When assessing forming independently owned CINs (versus hospital-owned ones) Providers may opt for this model rather than an IGP for several reasons:

  • CINs are simpler and less expensive to form from a legal perspective;
  • CINs enable practices to remain independent while potentially benefiting from clinical integration with their colleagues;
  • CINs may enable practices to work with one another and “date” before “marrying” into an IGP model.


MSOs have been around for many years, and have taken on many forms and functions. For our purposes, an MSO is defined as a legal entity providing certain administrative and management services to medical practices that enable the practices to function. These services may include the provision of space, equipment, non-clinical staff, billing and collection, accounts payable, insurance credentialing and human resources.

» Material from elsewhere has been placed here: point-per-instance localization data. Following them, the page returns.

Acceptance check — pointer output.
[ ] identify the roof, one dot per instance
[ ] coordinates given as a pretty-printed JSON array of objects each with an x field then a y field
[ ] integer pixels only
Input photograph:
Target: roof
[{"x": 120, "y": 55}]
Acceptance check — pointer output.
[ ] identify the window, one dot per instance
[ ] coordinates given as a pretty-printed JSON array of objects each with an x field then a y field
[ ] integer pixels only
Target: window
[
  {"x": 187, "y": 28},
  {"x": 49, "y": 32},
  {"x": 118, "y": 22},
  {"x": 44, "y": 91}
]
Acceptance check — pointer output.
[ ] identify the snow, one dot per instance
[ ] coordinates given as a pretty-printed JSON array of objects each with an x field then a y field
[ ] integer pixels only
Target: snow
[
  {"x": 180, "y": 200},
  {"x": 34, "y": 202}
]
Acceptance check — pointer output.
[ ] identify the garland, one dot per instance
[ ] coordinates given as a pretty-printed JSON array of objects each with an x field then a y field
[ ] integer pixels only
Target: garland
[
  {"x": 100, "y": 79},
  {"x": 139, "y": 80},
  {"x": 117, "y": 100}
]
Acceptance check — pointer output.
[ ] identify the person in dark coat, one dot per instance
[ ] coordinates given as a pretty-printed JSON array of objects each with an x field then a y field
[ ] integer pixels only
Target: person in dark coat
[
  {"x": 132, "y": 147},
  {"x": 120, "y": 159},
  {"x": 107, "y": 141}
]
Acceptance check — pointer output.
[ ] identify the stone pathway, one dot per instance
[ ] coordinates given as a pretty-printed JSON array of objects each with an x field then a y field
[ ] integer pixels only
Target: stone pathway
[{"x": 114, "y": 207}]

MSOs have increased in popularity over the past several years because they enable groups of medical practices to share a single, central business office in order to reduce costs through economies of scale, and start the process of integration without committing to the levels of integration required by a CIN or IGP. Additionally, because MSOs do not practice medicine, they may be owned by non-physicians. MSOs are therefore an attractive target for private equity funds seeking to invest in practice management companies, particularly in states with corporate practice of medicine prohibitions.

Because they require the lowest level of integration, MSOs are arguably the simplest to form of the three organizations described in this article. They may also be used in conjunction with a CIN, thereby enabling both clinical integration, and systems integration, without requiring the participants to practice medicine under a single TIN entity.